- Born: 1985 or 1986 (age 39–40) Birmingham, England
- Occupation: Actress
- Years active: 2005–present

= Flora Spencer-Longhurst =

British actress

Flora Spencer-Longhurst (born ) is an English actress. She is known for her roles in the CBBC series Leonardo (2011), and the FX series The Bastard Executioner (2015).

== Early life and education ==

Spencer-Longhurst joined the National Youth Music Theatre at age eleven. She subsequently studied at Manchester University.

==Career==
Spencer-Longhurst made her television debut in 2005 in the BBC television series Dalziel and Pascoe. Her professional stage debut was in 2007 at the Young Vic Theatre in a critically acclaimed production of The Member of the Wedding where she played the part of Frankie Addams. She played Rosalie in the Lillian Helman play The Children's Hour at The Royal Exchange Theatre, Cecily in a musical adaptation of Oscar Wilde's The Importance of Being Earnest, and had also performed the role of Belle in a stage version of A Christmas Carol at the King's Head Theatre. In addition, she had roles as Reza in the West End production of the musical Once and Lavinia in Titus Andronicus at Shakespeare's Globe.

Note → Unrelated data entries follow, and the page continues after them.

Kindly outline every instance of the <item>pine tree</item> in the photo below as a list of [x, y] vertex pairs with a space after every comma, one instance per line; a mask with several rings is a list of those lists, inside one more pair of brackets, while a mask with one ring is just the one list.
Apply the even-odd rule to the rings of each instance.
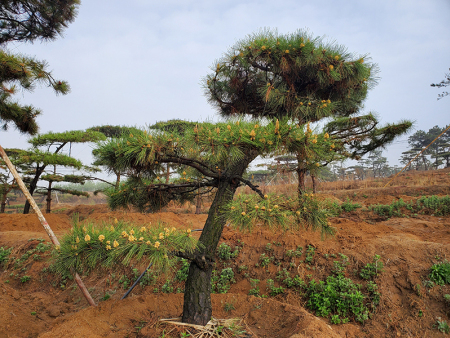
[[[205, 78], [204, 88], [209, 102], [224, 117], [288, 117], [309, 130], [310, 123], [331, 119], [322, 132], [310, 133], [288, 149], [298, 160], [301, 197], [308, 170], [335, 160], [332, 153], [358, 159], [411, 127], [409, 121], [378, 127], [373, 114], [361, 115], [377, 73], [368, 55], [354, 56], [343, 46], [303, 31], [279, 35], [263, 30], [224, 54]], [[328, 135], [329, 140], [312, 145], [317, 135]]]
[[21, 133], [38, 132], [36, 117], [41, 111], [21, 105], [12, 96], [18, 89], [33, 91], [36, 85], [52, 87], [57, 94], [70, 91], [56, 80], [45, 61], [15, 55], [7, 50], [11, 41], [53, 40], [75, 18], [78, 0], [6, 0], [0, 5], [0, 127], [13, 124]]
[[0, 45], [54, 40], [75, 19], [79, 0], [3, 0]]
[[[264, 31], [238, 42], [204, 80], [208, 100], [226, 122], [197, 123], [183, 131], [149, 129], [123, 135], [115, 144], [99, 144], [99, 152], [111, 147], [114, 166], [132, 173], [110, 194], [114, 208], [134, 205], [155, 210], [174, 198], [189, 198], [198, 189], [215, 189], [197, 250], [174, 253], [191, 261], [184, 322], [205, 325], [211, 318], [211, 274], [226, 222], [225, 206], [241, 184], [264, 198], [243, 178], [257, 156], [290, 149], [309, 152], [312, 147], [306, 163], [317, 167], [317, 156], [325, 151], [338, 148], [356, 156], [409, 128], [409, 122], [377, 129], [371, 117], [351, 119], [374, 82], [372, 71], [374, 66], [367, 66], [363, 57], [354, 59], [342, 47], [333, 49], [303, 32], [278, 36]], [[254, 120], [243, 120], [246, 115]], [[308, 130], [308, 122], [333, 116], [339, 119], [326, 131]], [[179, 179], [165, 183], [158, 173], [166, 164], [189, 167], [194, 174], [182, 172]]]
[[[80, 161], [68, 156], [61, 154], [63, 148], [72, 143], [86, 143], [86, 142], [97, 142], [104, 140], [105, 136], [102, 133], [95, 131], [66, 131], [62, 133], [47, 133], [43, 135], [38, 135], [29, 140], [29, 143], [33, 146], [33, 149], [23, 155], [26, 159], [28, 158], [28, 163], [33, 167], [34, 172], [27, 179], [28, 190], [31, 195], [35, 192], [38, 187], [38, 182], [41, 179], [41, 175], [45, 173], [47, 166], [65, 166], [73, 167], [76, 169], [83, 168]], [[42, 149], [42, 150], [41, 150]], [[48, 174], [55, 175], [54, 172]], [[59, 175], [61, 176], [61, 175]], [[24, 179], [25, 180], [25, 179]], [[57, 181], [56, 176], [47, 176], [48, 182]], [[51, 184], [50, 189], [51, 191]], [[25, 203], [25, 208], [23, 213], [28, 214], [30, 211], [30, 204]]]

In 2011, she played the dual role of Lisa and Tomaso in the CBBC series Leonardo where she played the part of a girl disguised as an apprentice male artist. Other roles in television included Losing It with Martin Clunes, and the 2006 pilot episode of Lewis. Her motion picture debut Walking with the Enemy had won her a Best Supporting Actress award at the Fort Lauderdale International Film Festival and was released in April 2014. She has also appeared in Wallander, Unforgiven, "Father Brown", and Walking with the Enemy.

==Acting credits==

=== Film and television ===
- Dalziel and Pascoe (TV series) "Dust Thou Art" (2005) – Lisa Johnstone
- Lewis (2006 TV film, pilot episode) – Jessica Pollock
- Losing It (2006 TV film) – Erica MacNaughton
- The Family Man (2006 TV film) – Chloe
- The Afternoon Play (TV series) "The Real Deal" (2007) – Laura Fisher
- Wallander (TV series) "One Step Behind" (2008) – Isa
- Unforgiven (2009 TV series) – Emily Belcombe
- Comedy Showcase (TV series) "Chickens" (2011) – Gracie
- Taken (2011 short film) – Jill Maine
- Leonardo (2011–12 TV series) – Lisa/Tomaso/Tom
- Father Brown (TV series) "The Face of Death" (2013) – Lucia Galloway
- Beautiful Relics (2013 short film)
- Walking with the Enemy (2014) – Rachel Schoen
- The Bastard Executioner (TV series) (2015) – Baroness Lowry "Love" Aberffraw Ventris
- Oasis (TV Series) (2017) - Bea
- Midsomer Murders (TV Series) "The Curse of the Ninth" (2017) - Natalie Wheeler
- The Irish Connection (2022) - Alice Baker

=== Theatre ===
- Member of the Wedding (Young Vic Theatre) 2007 – Frankie Addams
- Ghosts (Young Vic Theatre) 2008 – Regina Engstrand
- Girl With a Pearl Earring (Theatre Royal Haymarket) 2008 – Cornelia Vermeer
- The Children's Hour (Royal Exchange Theatre) 2008 – Rosalie Wells
- A Christmas Carol (King's Head Theatre) 2009 – Belle
- The Beggar's Opera (Open Air Theatre) 2011 – Polly Peacham
- The Importance of Being Earnest (Theatre Royal, Windsor) 2011 – Cecily Cardew
- Once (Phoenix Theatre) 2013 – Reza
- Titus Andronicus (Shakespeare's Globe) 2014 – Lavinia
- Love's Labour's Lost (Royal Shakespeare Theatre) 2014 – Katharine
- Love's Labour's Won (also known as Much Ado About Nothing) (Royal Shakespeare Theatre) 2014 – Hero
- A Christmas Truce (Royal Shakespeare Theatre) 2014 – Mrs. Godrey
- The Real Thing (2017) for director Stephen Unwin, playing Annie — Theatre Royal, Bath.